30 years on: Day Ireland lifted ban on divorce
The Irish people voted narrowly in favour of allowing divorce in 1995 - 50.28% said Yes to the change
In December, 2017, the New York Times published a lengthy feature under the heading ‘How Ireland Moved to the Left’. At first glance, readers may have thought that James Connolly’s dream of a socialist republic had at last been realised, and that soon the Red Flag would be fluttering over Leinster House.
But the sub-heading told the real story: ‘The Demise of the Church’ - and the article went on to list the far-reaching changes that had occurred in the socio-sexual sphere - changes that showed Ireland was no longer a bastion of Catholic conservatism.
Among those changes was the scrapping of a section of Article 41 of the Constitution following a referendum 30 years ago today, on November 24, 1995 - the section which read “No law shall be enacted providing for the grant of a dissolution of marriage”. Divorce was now legal in the Republic for the first time.
But back in 1986, Ireland was a very different place, and the lifting of the ban on the dissolution of marriage seemed like something out of science fiction.
It all started with what came to be known as Dr Garret Fitzgerald’s “constitutional crusade”, though he himself had called it a “republican crusade”.
In an RTÉ radio interview with Gerry Barry in September, 1981, the then Taoiseach said “What I want to do is to lead a crusade - a republican crusade to make this a genuine Republic on the principles of Tone and Davis.”
Having said earlier that he believed passionately in a united Ireland, Dr Fitzgerald added: “Our laws, constitution and our practices are not acceptable to the Protestants of Northern Ireland”.
Thus began a campaign for the liberalisation of the Republic’s laws - with Article 41 of Bunreacht na hÉireann as the first target. But it was never a well-organised or coherent campaign. And there was always going to be a backlash.
Eventually, a divorce referendum was announced for June, 1986. The conservative lobby, with Family Solidarity now at the forefront, had learned lessons from the controversies over contraception, following the McGee case in 1973, and the Pro-Life campaign of 1983.
And the Catholic bishops had gone on the offensive in March, 1985, with a pastoral letter Love is for Life, read at all Masses on three consecutive Sundays. This was followed up by an updated version entitled Marriage, the Family and Divorce, published just before the referendum.
Yet opinion polls were very favourable to the Yes side. One, carried out just weeks before the referendum, showed that 57% were in favour of deleting the constitutional ban on divorce, with 36% against and 7% with no opinion.

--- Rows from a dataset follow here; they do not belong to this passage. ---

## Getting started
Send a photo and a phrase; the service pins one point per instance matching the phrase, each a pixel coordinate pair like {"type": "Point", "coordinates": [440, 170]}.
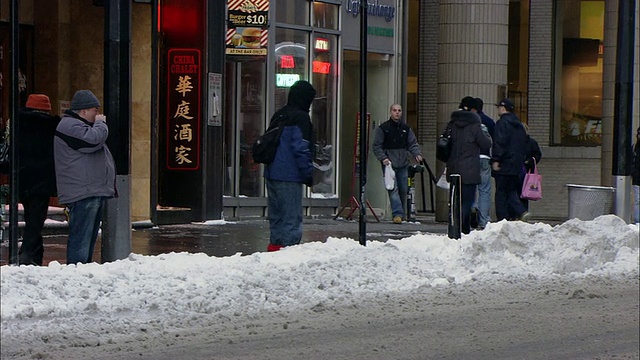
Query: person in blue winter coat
{"type": "Point", "coordinates": [291, 168]}
{"type": "Point", "coordinates": [36, 173]}
{"type": "Point", "coordinates": [507, 156]}
{"type": "Point", "coordinates": [468, 141]}
{"type": "Point", "coordinates": [393, 139]}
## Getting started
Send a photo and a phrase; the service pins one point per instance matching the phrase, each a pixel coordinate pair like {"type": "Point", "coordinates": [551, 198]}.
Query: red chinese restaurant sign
{"type": "Point", "coordinates": [183, 109]}
{"type": "Point", "coordinates": [247, 22]}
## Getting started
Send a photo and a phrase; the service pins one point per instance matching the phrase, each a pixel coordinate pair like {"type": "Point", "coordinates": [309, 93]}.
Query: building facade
{"type": "Point", "coordinates": [558, 67]}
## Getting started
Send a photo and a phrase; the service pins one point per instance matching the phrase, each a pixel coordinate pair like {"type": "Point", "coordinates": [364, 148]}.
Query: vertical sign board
{"type": "Point", "coordinates": [214, 118]}
{"type": "Point", "coordinates": [183, 109]}
{"type": "Point", "coordinates": [247, 27]}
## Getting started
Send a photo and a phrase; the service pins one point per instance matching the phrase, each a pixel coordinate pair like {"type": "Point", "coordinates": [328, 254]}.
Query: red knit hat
{"type": "Point", "coordinates": [39, 102]}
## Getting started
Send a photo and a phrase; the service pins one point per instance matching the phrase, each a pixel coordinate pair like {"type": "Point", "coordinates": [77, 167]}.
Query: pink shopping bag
{"type": "Point", "coordinates": [532, 185]}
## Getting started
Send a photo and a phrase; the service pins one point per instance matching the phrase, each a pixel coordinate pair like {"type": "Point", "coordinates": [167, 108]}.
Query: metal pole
{"type": "Point", "coordinates": [14, 94]}
{"type": "Point", "coordinates": [154, 112]}
{"type": "Point", "coordinates": [623, 108]}
{"type": "Point", "coordinates": [363, 122]}
{"type": "Point", "coordinates": [116, 235]}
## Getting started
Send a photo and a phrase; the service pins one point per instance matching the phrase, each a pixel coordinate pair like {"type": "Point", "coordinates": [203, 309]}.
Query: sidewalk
{"type": "Point", "coordinates": [231, 237]}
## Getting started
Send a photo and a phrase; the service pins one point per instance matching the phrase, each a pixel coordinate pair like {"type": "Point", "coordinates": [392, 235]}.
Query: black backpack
{"type": "Point", "coordinates": [265, 147]}
{"type": "Point", "coordinates": [443, 145]}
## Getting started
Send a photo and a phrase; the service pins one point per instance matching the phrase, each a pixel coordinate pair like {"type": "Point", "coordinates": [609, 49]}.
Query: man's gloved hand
{"type": "Point", "coordinates": [309, 182]}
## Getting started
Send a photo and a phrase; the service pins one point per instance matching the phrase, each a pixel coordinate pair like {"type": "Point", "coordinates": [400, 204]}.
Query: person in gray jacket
{"type": "Point", "coordinates": [85, 172]}
{"type": "Point", "coordinates": [393, 139]}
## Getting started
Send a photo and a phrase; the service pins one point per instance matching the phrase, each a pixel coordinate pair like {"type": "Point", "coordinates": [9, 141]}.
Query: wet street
{"type": "Point", "coordinates": [244, 236]}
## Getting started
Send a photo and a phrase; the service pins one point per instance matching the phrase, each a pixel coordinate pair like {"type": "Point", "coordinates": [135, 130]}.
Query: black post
{"type": "Point", "coordinates": [154, 112]}
{"type": "Point", "coordinates": [363, 122]}
{"type": "Point", "coordinates": [455, 207]}
{"type": "Point", "coordinates": [213, 172]}
{"type": "Point", "coordinates": [623, 106]}
{"type": "Point", "coordinates": [116, 235]}
{"type": "Point", "coordinates": [14, 94]}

By the day of the vote - June 26, 1986 - so effective was the anti-divorce campaign that the findings of that April poll were reversed. The No side won with a massive majority (63.5%).
The street posters had been devastating in their emotional impact. ‘A divorced woman is like a second-hand car - someone else’e headache’. ‘Does divorce work? Ask Elizabeth Taylor’.

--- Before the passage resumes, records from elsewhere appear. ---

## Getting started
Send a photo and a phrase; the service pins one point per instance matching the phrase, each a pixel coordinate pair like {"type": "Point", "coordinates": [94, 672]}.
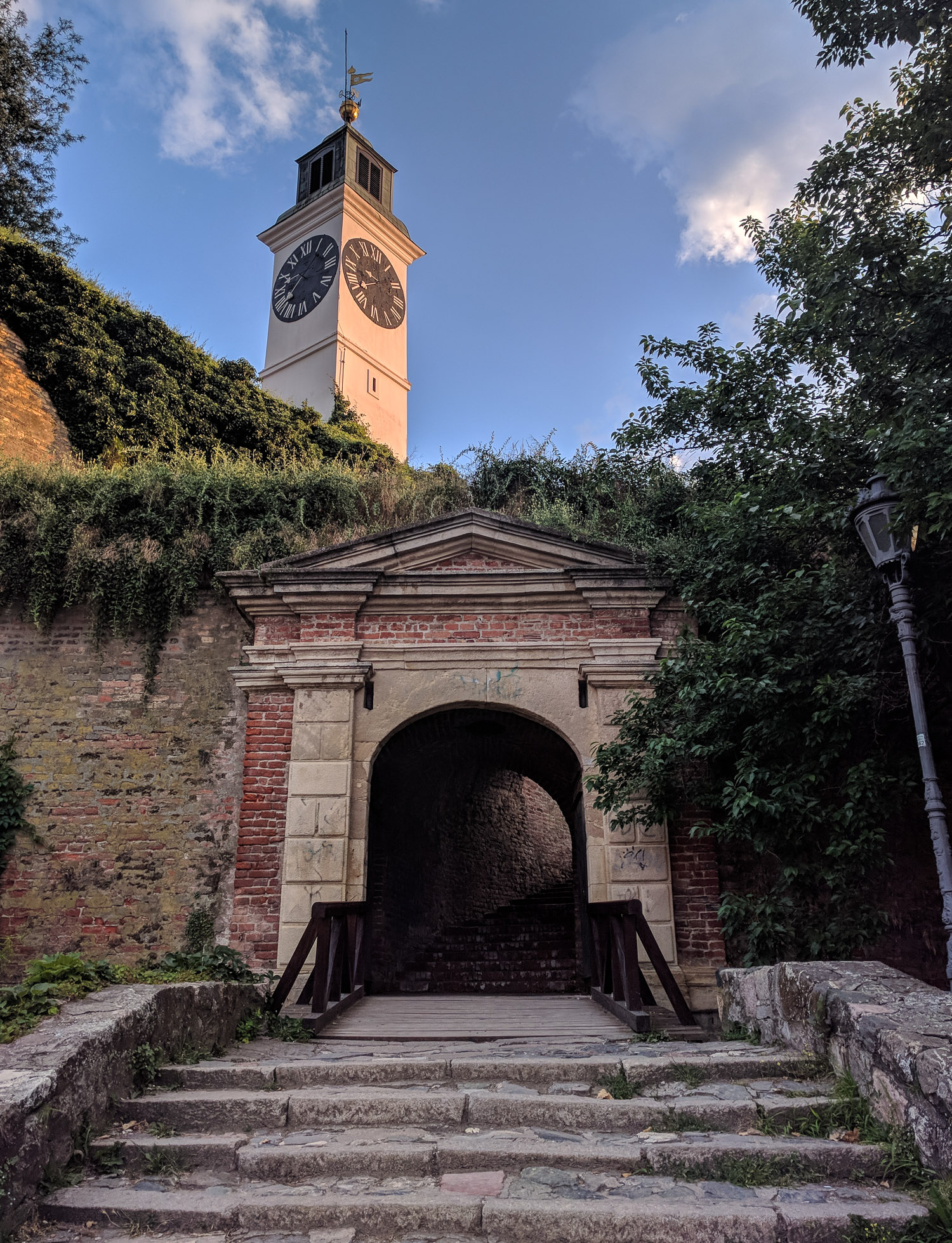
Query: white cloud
{"type": "Point", "coordinates": [225, 74]}
{"type": "Point", "coordinates": [727, 100]}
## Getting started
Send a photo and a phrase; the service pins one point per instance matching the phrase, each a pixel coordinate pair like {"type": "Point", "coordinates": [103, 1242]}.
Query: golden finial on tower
{"type": "Point", "coordinates": [351, 100]}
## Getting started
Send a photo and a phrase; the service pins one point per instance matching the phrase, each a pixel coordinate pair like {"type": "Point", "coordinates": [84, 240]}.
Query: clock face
{"type": "Point", "coordinates": [373, 282]}
{"type": "Point", "coordinates": [305, 277]}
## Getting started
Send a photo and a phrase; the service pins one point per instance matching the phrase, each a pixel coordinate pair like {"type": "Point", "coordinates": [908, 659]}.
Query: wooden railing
{"type": "Point", "coordinates": [618, 982]}
{"type": "Point", "coordinates": [337, 980]}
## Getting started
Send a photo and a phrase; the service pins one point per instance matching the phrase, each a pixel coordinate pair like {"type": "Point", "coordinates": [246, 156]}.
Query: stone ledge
{"type": "Point", "coordinates": [63, 1075]}
{"type": "Point", "coordinates": [892, 1034]}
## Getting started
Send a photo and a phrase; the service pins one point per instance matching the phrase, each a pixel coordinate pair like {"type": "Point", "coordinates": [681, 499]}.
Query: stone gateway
{"type": "Point", "coordinates": [421, 712]}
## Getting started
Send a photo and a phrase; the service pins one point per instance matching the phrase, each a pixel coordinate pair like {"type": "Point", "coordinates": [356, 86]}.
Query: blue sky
{"type": "Point", "coordinates": [576, 173]}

The anti-divorce campaign cleverly presented women as victims rather than as free agents. The colourful phrase used by Fine Gael TD Alice Glenn captured the tone: “Any women voting for divorce is like a turkey voting for Christmas.” The defeat was decisive. Senator Catherine McGuinness, a member of the Church of Ireland, felt the campaign had been “a litmus test about the type of society we want - we have shown we want a Catholic State and we should have the honesty to admit we aren’t interested in a united Ireland”.

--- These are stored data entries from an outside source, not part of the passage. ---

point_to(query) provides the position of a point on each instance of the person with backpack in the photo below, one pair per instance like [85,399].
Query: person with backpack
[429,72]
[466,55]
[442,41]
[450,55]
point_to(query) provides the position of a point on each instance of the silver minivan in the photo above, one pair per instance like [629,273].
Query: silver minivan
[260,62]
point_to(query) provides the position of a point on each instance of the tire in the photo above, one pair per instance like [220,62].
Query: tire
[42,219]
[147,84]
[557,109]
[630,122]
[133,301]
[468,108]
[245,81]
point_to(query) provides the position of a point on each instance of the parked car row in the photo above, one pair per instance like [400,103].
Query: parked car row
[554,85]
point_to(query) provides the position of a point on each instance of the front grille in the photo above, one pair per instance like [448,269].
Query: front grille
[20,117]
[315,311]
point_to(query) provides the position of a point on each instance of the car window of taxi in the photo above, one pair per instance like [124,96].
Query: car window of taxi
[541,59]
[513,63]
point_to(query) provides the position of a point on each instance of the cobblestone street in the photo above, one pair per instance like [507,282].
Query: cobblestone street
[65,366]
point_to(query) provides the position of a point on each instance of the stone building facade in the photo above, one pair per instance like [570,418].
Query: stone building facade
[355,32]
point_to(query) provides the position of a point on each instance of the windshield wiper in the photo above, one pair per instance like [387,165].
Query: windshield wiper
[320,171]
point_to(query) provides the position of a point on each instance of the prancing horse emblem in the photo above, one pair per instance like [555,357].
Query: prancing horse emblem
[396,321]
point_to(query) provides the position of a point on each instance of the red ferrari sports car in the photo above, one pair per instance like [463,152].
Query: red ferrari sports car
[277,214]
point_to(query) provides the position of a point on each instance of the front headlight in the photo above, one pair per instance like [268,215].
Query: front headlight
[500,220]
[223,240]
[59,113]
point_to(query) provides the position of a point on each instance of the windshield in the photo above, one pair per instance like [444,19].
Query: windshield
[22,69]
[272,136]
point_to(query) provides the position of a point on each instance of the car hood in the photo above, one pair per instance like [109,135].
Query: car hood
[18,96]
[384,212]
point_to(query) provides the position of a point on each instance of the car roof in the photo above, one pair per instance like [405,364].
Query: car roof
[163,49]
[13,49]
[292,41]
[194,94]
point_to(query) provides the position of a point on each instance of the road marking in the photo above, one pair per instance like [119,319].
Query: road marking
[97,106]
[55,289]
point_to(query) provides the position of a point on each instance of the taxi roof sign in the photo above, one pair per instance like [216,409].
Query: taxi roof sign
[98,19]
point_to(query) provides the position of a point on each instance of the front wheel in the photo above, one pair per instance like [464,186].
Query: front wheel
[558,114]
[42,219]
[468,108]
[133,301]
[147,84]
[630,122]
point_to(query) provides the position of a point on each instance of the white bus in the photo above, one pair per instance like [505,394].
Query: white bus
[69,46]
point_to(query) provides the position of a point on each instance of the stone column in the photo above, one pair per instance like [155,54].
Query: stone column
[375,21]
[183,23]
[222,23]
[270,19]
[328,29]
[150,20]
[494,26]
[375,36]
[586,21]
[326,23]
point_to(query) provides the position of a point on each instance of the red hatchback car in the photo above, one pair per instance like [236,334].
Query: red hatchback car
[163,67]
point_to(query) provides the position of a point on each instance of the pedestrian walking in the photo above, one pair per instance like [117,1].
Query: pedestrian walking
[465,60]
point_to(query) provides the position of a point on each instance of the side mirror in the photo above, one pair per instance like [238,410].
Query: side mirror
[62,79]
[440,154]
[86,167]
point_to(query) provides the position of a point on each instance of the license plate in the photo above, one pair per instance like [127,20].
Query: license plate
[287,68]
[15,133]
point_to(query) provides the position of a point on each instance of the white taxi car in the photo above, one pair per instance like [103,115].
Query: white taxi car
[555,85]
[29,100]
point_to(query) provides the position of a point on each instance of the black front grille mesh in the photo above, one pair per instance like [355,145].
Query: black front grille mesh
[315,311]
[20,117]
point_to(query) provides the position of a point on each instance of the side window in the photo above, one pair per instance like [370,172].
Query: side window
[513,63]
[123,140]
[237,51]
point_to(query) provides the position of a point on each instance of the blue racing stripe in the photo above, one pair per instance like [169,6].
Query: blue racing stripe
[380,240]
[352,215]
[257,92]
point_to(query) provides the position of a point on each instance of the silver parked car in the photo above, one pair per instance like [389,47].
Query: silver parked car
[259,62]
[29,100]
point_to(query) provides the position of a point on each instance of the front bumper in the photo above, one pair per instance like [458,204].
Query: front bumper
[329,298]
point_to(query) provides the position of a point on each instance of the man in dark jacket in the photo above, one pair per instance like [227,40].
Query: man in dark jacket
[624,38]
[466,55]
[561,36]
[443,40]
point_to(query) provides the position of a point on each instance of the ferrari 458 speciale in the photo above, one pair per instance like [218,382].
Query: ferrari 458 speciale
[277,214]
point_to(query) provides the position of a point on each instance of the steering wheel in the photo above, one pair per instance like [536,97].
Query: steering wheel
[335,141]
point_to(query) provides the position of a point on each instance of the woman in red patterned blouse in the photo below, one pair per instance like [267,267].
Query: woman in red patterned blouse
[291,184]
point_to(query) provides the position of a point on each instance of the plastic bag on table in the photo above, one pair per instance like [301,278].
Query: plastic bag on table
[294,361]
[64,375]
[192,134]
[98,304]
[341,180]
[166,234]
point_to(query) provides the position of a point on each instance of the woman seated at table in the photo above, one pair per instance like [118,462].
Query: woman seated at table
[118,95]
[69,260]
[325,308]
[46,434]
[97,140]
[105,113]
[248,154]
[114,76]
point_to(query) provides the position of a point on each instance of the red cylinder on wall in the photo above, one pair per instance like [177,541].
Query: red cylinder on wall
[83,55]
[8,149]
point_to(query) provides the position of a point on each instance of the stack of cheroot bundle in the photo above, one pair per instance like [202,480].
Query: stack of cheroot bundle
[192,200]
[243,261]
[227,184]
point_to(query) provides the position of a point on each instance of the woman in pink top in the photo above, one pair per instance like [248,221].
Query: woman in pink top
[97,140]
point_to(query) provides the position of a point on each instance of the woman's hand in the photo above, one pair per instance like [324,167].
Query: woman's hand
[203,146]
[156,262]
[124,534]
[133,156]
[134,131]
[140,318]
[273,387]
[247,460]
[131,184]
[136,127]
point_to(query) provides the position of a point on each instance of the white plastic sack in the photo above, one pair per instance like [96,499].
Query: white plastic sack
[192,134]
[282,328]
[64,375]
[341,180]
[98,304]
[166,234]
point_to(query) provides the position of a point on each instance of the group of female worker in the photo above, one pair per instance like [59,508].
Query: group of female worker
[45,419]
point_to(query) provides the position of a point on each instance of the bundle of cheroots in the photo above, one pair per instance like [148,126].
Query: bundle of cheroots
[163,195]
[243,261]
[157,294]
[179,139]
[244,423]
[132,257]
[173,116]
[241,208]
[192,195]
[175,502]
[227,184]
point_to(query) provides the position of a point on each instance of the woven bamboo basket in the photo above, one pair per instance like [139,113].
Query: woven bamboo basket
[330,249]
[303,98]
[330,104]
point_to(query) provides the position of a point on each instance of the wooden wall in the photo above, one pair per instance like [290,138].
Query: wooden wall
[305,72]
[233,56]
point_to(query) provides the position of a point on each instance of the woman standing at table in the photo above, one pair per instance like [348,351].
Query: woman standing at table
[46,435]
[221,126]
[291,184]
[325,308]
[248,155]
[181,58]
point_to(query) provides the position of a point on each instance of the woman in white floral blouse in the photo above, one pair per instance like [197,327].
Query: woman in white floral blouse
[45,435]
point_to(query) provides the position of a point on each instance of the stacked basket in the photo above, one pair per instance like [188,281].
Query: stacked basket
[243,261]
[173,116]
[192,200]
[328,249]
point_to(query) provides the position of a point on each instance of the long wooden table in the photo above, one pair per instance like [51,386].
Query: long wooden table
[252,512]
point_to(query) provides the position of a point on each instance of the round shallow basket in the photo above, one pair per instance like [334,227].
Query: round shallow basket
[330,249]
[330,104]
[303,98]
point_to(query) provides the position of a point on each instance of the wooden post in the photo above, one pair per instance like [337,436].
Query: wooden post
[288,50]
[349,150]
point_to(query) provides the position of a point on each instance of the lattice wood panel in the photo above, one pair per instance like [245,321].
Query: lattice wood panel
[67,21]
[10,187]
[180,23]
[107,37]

Dr Fitzgerald’s crusade against the sectarian features of the Irish Constitution and legislation had suffered a serious setback. But the social problem of marital breakdown remained. Fitzgerald himself considered that the property argument was the fact that led to defeat.
An editorial in the Irish Times the day after the vote said: “There is a social momentum in the matter of divorce - beyond denomination and dogma - that cannot be halted. It will come in this State as it has come elsewhere; and it may not be so long in coming”.
Prophetic words - but it would take another nine years before citizens would have a chance in a second referendum to vote on the right to remarry.
That second referendum, on November 24, 1995, was narrowly passed with 50.28% of voters approving the introduction of divorce (49.72% voted No). The outcome allowed for divorce under strict conditions.
The razor-thin result brought an end to a sometimes fraught campaign. Research in the area of family law had shown that the number of separated people had grown alarmingly - a 48% increase in five years.
“To continue to deny a right to a second chance would represent a grave injustice to many thousands of individuals,” Tánaiste and Labour Party leader Dick Spring said.
“This particular clock will never be turned back,” declared his Labour colleague Barry Desmond.
“By 1995, the ideal notion of the family could not be sustained in the light of the social reality of changed perceptions of marriage,” said historian Diarmaid Ferriter.